Oregon's Hydroelectric Dams Go Green

Oregon's Hydroelectric Dams Go Green

The largest hydroelectric project within Oregon's borders is now officially generating green power, a designation achieved by only 26 hydro plants in the United States.

On Wednesday, the Low Impact Hydropower Institute (LIHI) Board certified the Pelton Round Butte project as low impact, based on an array of planned environmental protection measures, including a new fish passage system that will be under construction this fall. With 465 million watts capacity, and one of its dams rising 440 feet, Pelton Round Butte is the second largest hydro project in the United States to receive the designation. Only one other Oregon facility has LIHI certification: the 4.3-million watt Falls Creek Dam, northeast of Eugene.

LIHI certifies hydro projects after they have passed a rigorous series of tests that demonstrate minimum impact on fish and wildlife. Pelton Round Butte is unusual in that most certified projects are small dams, sometimes built in streams that have few migrating fish to begin with.

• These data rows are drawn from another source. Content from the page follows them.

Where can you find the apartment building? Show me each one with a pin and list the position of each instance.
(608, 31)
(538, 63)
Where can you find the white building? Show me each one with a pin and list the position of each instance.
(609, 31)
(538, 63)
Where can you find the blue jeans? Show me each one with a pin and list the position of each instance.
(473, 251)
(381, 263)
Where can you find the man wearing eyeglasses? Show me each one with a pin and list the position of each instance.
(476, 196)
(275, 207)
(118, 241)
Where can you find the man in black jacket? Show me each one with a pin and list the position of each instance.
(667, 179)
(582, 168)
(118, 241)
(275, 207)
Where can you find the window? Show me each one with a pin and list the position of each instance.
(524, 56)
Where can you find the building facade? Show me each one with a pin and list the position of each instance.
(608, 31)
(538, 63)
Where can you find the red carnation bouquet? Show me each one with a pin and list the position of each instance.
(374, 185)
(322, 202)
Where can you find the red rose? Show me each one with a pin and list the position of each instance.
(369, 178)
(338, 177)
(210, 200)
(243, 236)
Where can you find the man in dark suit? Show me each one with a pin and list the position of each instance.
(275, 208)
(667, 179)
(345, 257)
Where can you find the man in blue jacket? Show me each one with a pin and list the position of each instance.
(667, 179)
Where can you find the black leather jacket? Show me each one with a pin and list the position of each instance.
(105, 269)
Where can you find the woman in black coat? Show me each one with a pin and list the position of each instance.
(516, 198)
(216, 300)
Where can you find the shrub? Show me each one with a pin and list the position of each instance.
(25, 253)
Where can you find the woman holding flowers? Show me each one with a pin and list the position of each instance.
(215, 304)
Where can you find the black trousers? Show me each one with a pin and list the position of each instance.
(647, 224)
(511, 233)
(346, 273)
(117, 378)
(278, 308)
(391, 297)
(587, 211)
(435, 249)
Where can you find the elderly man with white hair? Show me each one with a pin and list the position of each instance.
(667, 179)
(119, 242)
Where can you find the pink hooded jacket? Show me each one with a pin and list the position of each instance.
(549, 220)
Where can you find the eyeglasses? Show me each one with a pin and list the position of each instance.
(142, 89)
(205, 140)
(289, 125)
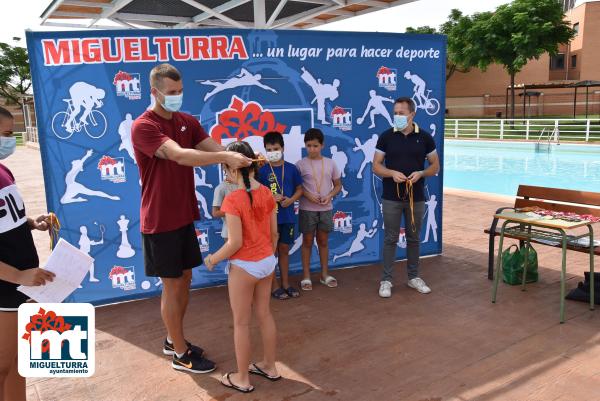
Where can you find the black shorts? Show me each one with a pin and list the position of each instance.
(168, 254)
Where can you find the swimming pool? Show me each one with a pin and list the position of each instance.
(499, 167)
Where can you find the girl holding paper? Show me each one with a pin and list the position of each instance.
(18, 263)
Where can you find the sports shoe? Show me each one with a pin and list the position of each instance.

The project is owned by Portland General Electric Company and the Confederated Tribes of Warm Springs. The Federal Energy Regulatory Commission issued the project's new license in 2005.

"Based on the feedback we received during our review of the Pelton Round Butte project, I believe that PGE’s and the Tribe’s approach will be a model for future FERC relicensings of complex large hydro projects," said Fred Ayer, LIHI executive director. "We congratulate this forward-looking partnership in meeting LIHI’s tough but achievable standards."

“Portland General Electric strongly believes that protection of the environment and cost-effective business practices are compatible,” said Stephen Quennoz, PGE’s vice president for power supply. “PGE is a national leader in providing renewable power to our customers. We are proud that low-impact hydro is now part of the regular supply sent to our customers.”

“The Confederated Tribes of Warm Springs are finally beginning to see the benefit of efforts that have been undertaken during a long licensing process,” said Jim Manion, general manager of Warm Springs Power and Water Enterprises. “The commitment to restore the environment above the project has been a high priority for the Tribes. CTWS is the first tribe to take an ownership interest in a large hydroelectric complex. The Tribes have committed revenue that is not recoverable in a rate base to restore the fisheries that are vital to our culture,” he said.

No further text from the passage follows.